Designer and artist Guan Guan shares her story and appreciation for art.

Cheng Shiyi, CEO of CraftPlus International Folk Art Design Platform, highlighted how unique cultural resources like embroidery, carving, and ceramics are being re-evaluated and inspiring well-known brands. Handicrafts have helped connect and support farmers, broadening community income sources. Cheng noted that China's efforts in handicraft poverty alleviation focus on cultural governance. CraftPlus promotes the protection and innovation of traditional Chinese crafts by facilitating collaborations between international designers and traditional craftsmen, creating new commercial opportunities and revitalizing endangered crafts.

Cheng Shiyi, CEO of CraftPlus International Folk Art Design Platform, delivered her keynote.

Professor Layton Reid, a Fellow of the UK Urbanization Institute and a member of the International Committee of the Royal Institute of British Architects, found the lecture and exhibition "extraordinary and fascinating." He believes that China's ancient culture and handicrafts are world treasures that continue to inspire. He remarked that the evolution of craftsmanship reflects the currents of history and that he learned a lot from the lecture. Silk, as a precious material, is highly popular worldwide. Increasingly, Chinese elements have become synonymous with fashion, with Western designers paying tribute to them at events like Paris and London Fashion Weeks. Porcelain, Xiangyun Sha, and murals each possess unique charm and embody the essence of historical civilizations.
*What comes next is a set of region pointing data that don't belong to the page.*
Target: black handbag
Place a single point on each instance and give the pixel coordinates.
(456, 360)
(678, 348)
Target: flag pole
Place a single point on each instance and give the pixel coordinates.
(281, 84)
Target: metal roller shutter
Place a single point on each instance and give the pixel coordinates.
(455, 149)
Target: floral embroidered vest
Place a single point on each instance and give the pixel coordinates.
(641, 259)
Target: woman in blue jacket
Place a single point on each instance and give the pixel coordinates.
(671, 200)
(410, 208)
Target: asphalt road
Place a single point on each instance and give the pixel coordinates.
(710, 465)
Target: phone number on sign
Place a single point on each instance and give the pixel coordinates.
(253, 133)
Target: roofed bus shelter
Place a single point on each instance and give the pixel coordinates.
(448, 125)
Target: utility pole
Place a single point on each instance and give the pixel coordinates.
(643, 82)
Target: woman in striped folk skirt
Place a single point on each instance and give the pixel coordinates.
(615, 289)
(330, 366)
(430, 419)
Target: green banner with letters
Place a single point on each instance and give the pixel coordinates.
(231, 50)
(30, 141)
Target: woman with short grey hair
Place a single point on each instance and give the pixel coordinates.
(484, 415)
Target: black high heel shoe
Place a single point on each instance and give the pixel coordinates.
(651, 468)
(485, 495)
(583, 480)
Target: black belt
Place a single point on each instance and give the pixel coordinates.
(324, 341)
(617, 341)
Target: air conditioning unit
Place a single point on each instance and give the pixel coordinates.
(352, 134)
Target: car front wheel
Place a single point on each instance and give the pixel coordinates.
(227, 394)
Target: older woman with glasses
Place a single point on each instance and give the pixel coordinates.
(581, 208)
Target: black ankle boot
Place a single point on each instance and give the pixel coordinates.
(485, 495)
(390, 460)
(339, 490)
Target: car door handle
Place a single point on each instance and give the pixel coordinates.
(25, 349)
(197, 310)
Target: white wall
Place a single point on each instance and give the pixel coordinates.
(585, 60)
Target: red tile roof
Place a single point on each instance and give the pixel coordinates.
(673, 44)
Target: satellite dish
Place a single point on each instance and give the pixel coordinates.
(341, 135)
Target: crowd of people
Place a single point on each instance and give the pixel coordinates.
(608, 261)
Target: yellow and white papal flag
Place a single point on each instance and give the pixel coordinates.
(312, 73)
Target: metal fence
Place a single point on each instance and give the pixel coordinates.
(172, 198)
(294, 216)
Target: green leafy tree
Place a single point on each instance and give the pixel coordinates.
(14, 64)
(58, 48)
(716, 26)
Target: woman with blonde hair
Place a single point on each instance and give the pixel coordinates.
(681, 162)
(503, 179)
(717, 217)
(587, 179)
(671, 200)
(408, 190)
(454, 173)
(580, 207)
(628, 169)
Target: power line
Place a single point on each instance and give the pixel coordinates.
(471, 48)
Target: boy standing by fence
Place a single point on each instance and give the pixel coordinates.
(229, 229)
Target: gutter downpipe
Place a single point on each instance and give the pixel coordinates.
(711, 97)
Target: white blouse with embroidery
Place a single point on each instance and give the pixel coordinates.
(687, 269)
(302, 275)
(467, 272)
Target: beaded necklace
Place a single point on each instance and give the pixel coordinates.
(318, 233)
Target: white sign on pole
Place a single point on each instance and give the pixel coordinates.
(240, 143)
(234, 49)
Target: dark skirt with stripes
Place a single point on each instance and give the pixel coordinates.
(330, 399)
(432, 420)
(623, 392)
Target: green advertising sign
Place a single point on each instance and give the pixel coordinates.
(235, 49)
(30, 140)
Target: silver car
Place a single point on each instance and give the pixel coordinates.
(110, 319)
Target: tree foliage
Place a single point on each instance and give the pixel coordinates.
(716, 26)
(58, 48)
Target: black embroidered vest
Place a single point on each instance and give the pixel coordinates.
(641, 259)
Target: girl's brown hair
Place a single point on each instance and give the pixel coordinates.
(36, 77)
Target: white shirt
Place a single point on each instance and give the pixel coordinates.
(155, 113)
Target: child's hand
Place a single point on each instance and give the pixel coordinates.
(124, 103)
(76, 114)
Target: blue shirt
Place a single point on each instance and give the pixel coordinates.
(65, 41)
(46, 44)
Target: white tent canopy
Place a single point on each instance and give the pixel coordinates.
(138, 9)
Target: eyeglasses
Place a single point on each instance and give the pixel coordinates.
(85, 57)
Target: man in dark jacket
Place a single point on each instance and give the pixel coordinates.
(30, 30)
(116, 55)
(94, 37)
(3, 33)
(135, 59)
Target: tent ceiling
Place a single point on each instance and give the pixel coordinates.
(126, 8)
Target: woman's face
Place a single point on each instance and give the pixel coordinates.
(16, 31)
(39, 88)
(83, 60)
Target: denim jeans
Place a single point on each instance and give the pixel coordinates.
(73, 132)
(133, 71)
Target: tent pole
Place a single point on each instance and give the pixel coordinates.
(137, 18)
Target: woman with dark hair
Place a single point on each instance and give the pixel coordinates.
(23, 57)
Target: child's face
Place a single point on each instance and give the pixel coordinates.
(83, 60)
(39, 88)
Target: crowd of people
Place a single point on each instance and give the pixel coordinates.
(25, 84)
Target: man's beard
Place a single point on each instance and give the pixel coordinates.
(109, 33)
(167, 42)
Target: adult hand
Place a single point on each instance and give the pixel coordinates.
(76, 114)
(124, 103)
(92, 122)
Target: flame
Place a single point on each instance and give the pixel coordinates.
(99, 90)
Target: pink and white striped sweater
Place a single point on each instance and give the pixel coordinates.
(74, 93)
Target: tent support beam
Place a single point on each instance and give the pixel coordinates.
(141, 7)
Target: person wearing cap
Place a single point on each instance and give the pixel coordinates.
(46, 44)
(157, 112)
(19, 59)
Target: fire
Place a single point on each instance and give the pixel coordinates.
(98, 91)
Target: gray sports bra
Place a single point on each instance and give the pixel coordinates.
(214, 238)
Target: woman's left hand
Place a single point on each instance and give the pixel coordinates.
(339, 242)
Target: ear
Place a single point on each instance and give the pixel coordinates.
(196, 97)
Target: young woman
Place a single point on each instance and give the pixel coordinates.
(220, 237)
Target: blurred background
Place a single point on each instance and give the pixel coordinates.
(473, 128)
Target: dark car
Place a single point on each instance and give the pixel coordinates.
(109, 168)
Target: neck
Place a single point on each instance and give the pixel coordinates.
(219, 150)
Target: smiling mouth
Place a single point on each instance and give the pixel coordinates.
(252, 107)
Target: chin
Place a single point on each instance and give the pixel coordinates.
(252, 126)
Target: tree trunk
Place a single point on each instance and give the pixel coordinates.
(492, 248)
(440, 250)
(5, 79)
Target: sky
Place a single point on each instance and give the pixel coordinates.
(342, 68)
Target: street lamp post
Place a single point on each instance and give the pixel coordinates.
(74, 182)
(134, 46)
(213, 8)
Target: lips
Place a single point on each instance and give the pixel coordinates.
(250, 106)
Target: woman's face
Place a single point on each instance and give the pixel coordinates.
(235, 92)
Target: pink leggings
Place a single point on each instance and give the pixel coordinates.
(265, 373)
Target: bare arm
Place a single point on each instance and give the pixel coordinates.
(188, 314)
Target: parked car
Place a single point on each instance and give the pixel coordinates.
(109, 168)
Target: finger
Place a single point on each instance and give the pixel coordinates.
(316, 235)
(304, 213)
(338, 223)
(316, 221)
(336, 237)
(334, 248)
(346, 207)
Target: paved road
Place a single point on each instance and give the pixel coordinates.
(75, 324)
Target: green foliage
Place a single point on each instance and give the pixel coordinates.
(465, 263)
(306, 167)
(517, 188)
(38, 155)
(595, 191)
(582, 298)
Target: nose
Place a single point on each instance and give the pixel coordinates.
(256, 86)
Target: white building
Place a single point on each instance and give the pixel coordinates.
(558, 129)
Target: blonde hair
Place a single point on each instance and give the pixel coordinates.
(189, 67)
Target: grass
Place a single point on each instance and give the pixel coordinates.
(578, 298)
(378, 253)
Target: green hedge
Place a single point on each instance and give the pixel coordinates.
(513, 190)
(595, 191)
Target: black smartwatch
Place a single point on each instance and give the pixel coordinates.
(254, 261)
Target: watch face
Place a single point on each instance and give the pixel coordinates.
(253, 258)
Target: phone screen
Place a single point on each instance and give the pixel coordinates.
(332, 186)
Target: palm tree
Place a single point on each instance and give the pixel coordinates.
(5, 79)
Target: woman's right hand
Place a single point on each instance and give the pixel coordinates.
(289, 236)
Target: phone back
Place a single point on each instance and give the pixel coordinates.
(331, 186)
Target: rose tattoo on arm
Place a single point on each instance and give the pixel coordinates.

Sir Cai Bozhou, a Fellow of the Royal Society of Arts and a lifetime member of the Royal Society of St. George, stated that silk is a significant symbol of Chinese culture and an important ancient Chinese invention, reflecting key aspects of Chinese civilization. He noted that silk weaving was a complex process in ancient times, valued for its unique texture and lustre, making silk a major international trade commodity before the Industrial Revolution. Initially reserved for emperors, the rapid development of the silk industry allowed Chinese silk culture to permeate other countries geographically and socially, becoming an essential high-end item in China's foreign trade. He expressed his honour in attending the event, observing the global reach of Chinese silk and the vibrant development of China's handicraft poverty alleviation efforts.

Participants created their own unique beaded fans by combining beads, lace, gauze, and trimmings on white fan surfaces. Over 130 guests attended the event, including Li Li, President of the British Cultural Society, and Yang Qingquan, Chairman of the Chinese Information and Advice Centre.

Guest appreciating artworks at the exhibit.

The "Chinese Design: Harmony in Diversity" themed exhibition serves as an influential international exchange platform, highlighting ceramics as a crucial symbol of Chinese civilisation. The exhibition will be on view from May 13 to May 19, from 10:00 am until 4:30 pm at the Royal Mint Court in London. It features twenty sets of clothing and jewellery from the Han, Miao, and Yi ethnic groups, twenty ceramic works from both the official kilns of Longquan celadon and the civilian kilns of Jingdezhen porcelain, alongside twenty sets of lacquerware. This showcase offers visitors a comprehensive look into the history and future of Chinese craftsmanship.